声を出すという機能まで、失われつつあるってことなんだろうか。
「それはもう、いいんだ。
だってそうだろう?
俺が死ねば、もうそれは必要なくなるじゃないか」
「そうだとしたら、私、スイッチの壊れた不完全な機械みたいにこの先生きていくの?
そんなの無理。
それに……、私、約束を放り出して、あなたを脅迫してでもあなたを死なせないから!」
「昔から、約束していたろう?
俺が死ぬときは、そのまま死なすって」
……僕には、父さんと母さんがなにを話しているのか、さっぱりわからない。
そもそもだけど、「あなたを脅迫してでもあなたを死なせない」って、どんなシュチエーションなのか、想像もつかないよ。
「どういうことなの?
約束ってなに?
まだまだ僕、聞いていなことがあるの?」
辛抱できなくなって、僕、ついに口を挟んだ。
本当は、瑠奈もフリッツさんもいないところで聞いた方が良かったのかもしれない。
でも、そんな気を使っていたら、すべてを聞き逃してしまいそうだ。
僕たちの打った手で父さんは生き延びるかもしれないけど、ダメの可能性だってある。
なら、今このときに聞ける話はすべて聞いて、聞き逃さない方がいい。
「いいわ、ヨシフミ。
話してあげる」
「美子っ!!」
父さん、死にかけていたはずなのに、強い口調になって母さんを止めた。
「私のことよ。
私が決める。
もう、約束のものを作るのも止める。
私は、私の人生を生きたい」
……いったい、なにを言い出しているんだ?
母さんは、皮肉屋じゃなかったのか?
「ヨシフミ。
アンタ、高校生だから、筆記道具ぐらい持っているよね。
全部出しなさい」
そう言われて、僕、ペンケースからボールペンやらシャーペンやらをわらわらと取り出して、束で握った。

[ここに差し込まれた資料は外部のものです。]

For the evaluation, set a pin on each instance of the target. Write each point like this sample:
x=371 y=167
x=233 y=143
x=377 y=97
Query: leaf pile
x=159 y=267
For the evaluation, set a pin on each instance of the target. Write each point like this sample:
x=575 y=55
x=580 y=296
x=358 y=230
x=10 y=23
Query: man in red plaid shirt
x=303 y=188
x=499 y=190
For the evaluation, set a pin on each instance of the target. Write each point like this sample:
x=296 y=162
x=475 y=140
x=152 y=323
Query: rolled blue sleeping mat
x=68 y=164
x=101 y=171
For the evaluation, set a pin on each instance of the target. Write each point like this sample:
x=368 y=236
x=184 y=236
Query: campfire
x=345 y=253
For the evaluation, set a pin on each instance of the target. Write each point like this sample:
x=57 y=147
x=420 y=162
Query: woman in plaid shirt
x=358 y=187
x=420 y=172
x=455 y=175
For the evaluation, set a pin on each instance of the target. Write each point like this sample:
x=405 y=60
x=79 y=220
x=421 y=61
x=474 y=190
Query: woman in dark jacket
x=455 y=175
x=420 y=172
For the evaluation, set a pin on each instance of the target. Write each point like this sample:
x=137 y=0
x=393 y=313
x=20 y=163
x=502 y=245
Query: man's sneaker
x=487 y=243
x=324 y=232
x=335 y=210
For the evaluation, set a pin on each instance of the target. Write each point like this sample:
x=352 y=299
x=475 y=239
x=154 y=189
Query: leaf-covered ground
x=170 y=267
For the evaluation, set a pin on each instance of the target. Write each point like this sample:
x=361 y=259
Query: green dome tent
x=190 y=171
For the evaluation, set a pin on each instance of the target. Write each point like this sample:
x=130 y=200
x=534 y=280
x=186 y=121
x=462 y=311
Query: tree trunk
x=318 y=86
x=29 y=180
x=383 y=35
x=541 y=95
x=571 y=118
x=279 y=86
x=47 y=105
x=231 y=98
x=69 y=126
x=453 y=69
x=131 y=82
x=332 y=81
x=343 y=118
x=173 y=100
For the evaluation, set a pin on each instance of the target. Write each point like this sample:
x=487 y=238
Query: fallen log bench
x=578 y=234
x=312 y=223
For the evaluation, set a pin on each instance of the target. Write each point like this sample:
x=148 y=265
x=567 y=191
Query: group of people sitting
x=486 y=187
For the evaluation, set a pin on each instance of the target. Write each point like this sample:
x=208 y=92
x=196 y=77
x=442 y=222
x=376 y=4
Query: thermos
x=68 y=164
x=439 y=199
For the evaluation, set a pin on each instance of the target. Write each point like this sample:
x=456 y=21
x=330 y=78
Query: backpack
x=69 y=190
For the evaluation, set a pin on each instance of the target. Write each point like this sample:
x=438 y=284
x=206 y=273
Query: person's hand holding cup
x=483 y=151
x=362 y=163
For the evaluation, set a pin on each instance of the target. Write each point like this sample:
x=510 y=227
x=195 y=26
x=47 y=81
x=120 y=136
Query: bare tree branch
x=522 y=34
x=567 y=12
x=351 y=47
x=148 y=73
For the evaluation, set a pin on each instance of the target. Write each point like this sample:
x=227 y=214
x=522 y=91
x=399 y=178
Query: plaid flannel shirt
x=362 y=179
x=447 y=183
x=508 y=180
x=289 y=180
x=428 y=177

母さんの口調、今まで僕が聞いたことがないもので、とてもじゃないけど反抗できる雰囲気じゃなかった。
「父さん、ひと言、言って」
……死にかけていた父さんが母さんにそう言われて、衰弱しきった顔にさらに苦悩を浮かべた。
「さあっ!」
ああ、これはわかる。
父さんは、なんだかんだ言って、それでも最後は必ず母さんに負けるんだ。
「美子、ペンを1本残して全部折れ」
「はい!」
そう返事をした母さんの声は、なぜかとても嬉しそうだった。
次の瞬間、僕の右手の親指と人差指の輪のすぐ上から、すべてのペン類が切れたようななめらかに折れ、ざらりと落ちて床に飛び散った。
でも……。
高校入試に成功したときに父さんと母さんが送ってくれた、ちょっといいボールペンだけはそのままに、まったくの無傷で僕の手の親指と人差指の輪から伸びていた。